Use markers in tests:

@pytest.mark.slow
def test_expensive_operation():
    """Test expensive operation (marked as slow)."""
    result = compute_large_matrix()
    assert result is not None

@pytest.mark.requires_api
def test_openai_integration():
    """Test OpenAI integration (requires API key)."""
    if not os.getenv("OPENAI_API_KEY"):
        pytest.skip("OPENAI_API_KEY not set")

    result = call_openai("prompt")
    assert isinstance(result, str)

Run tests excluding slow tests:

uv run pytest tests/ -m "not slow"

Continuous Integration

Tests run automatically in CI on every push and pull request.

GitHub Actions Workflow

The CI workflow (if configured) runs:

  1. Install Python 3.13
  2. Install dependencies: uv sync --all-extras
  3. Run linters: uv run ruff check bead/
  4. Run type checker: uv run pyright bead/
  5. Run tests: uv run pytest tests/ --cov=bead
  6. Upload coverage to Codecov (optional)

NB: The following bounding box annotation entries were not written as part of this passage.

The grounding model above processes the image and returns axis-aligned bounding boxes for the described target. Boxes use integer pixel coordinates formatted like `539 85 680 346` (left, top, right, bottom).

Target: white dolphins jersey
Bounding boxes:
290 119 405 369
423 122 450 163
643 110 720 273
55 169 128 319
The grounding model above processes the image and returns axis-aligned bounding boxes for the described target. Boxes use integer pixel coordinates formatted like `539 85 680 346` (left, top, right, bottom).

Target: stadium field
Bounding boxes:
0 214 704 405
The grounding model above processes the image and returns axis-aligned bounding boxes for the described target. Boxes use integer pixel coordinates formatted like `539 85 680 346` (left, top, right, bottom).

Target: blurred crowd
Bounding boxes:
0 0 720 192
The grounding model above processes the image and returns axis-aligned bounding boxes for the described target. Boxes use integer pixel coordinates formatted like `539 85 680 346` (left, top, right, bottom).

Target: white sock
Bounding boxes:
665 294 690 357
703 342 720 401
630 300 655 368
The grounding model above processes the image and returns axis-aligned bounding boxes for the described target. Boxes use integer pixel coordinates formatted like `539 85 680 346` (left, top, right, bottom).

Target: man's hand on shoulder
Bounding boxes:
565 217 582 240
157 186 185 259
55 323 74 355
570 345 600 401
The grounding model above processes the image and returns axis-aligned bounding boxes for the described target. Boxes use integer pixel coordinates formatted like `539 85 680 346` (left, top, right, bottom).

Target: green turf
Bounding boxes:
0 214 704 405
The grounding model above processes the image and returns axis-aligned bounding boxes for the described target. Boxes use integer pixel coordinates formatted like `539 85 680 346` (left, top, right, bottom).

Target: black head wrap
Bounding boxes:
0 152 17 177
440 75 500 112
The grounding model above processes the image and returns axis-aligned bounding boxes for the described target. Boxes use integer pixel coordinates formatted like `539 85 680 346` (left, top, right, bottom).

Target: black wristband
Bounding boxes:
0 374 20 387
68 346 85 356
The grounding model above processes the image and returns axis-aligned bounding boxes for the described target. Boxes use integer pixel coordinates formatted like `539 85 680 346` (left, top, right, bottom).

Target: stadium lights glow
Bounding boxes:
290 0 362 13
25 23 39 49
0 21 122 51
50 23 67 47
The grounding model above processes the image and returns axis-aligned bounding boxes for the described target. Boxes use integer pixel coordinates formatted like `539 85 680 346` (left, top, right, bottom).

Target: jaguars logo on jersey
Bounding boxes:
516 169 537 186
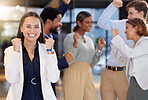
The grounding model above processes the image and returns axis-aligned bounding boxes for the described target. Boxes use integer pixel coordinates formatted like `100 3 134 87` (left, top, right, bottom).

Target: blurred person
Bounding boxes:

Required Checks for Pull Requests

Pull requests must pass:

  • All tests pass
  • Coverage >90%
  • Ruff linting passes (zero errors)
  • Pyright type checking passes (zero errors)
  • pydocstyle passes (NumPy convention)
  • darglint passes (signature consistency)

Writing New Tests

When adding new features, follow this process:

1. Identify What to Test

For a new function: - Normal inputs (happy path) - Edge cases (empty lists, None values, boundaries) - Error cases (invalid inputs, exceptions) - Integration with existing code

2. Create Test File

If testing bead/lists/new_feature.py, create tests/lists/test_new_feature.py:

"""Tests for new_feature module."""

from __future__ import annotations

import pytest

from bead.lists.new_feature import new_function


class TestNewFunction:
    """Test new_function behavior."""

    def test_normal_case(self) -> None:
        """Test function with normal inputs."""
        result = new_function(input_data)
        assert result == expected_output

    def test_edge_case_empty(self) -> None:
        """Test function with empty input."""
        result = new_function([])
        assert result == []

    def test_invalid_input_raises(self) -> None:
        """Test function raises ValueError for invalid input."""
        with pytest.raises(ValueError):
            new_function(invalid_data)

3. Add Fixtures if Needed

If multiple tests need same data, add fixture to conftest.py:

@pytest.fixture
def sample_new_feature_data():
    """Provide sample data for new_feature tests."""
    return create_sample_data()

4. Run Tests Locally

uv run pytest tests/lists/test_new_feature.py -v

Verify all tests pass and coverage is >90%.

5. Update Documentation

Add docstrings to test functions explaining what they test and why.

Summary

Follow these testing practices:

  1. Organize tests to mirror source code structure
  2. Use fixtures for reusable test data
  3. Mock external dependencies (APIs, file I/O, expensive operations)
  4. Target >90% coverage for all modules
  5. Write descriptive test names that explain behavior
  6. Test edge cases and errors, not just happy paths
  7. Use parametrize for testing multiple inputs
  8. Include doctest examples in docstrings
  9. Run tests before committing: uv run pytest tests/
  10. Check coverage: uv run pytest tests/ --cov=bead --cov-report=term-missing

For architecture details, see architecture.md. For contribution guidelines, see contributing.md. For development setup, see setup.md.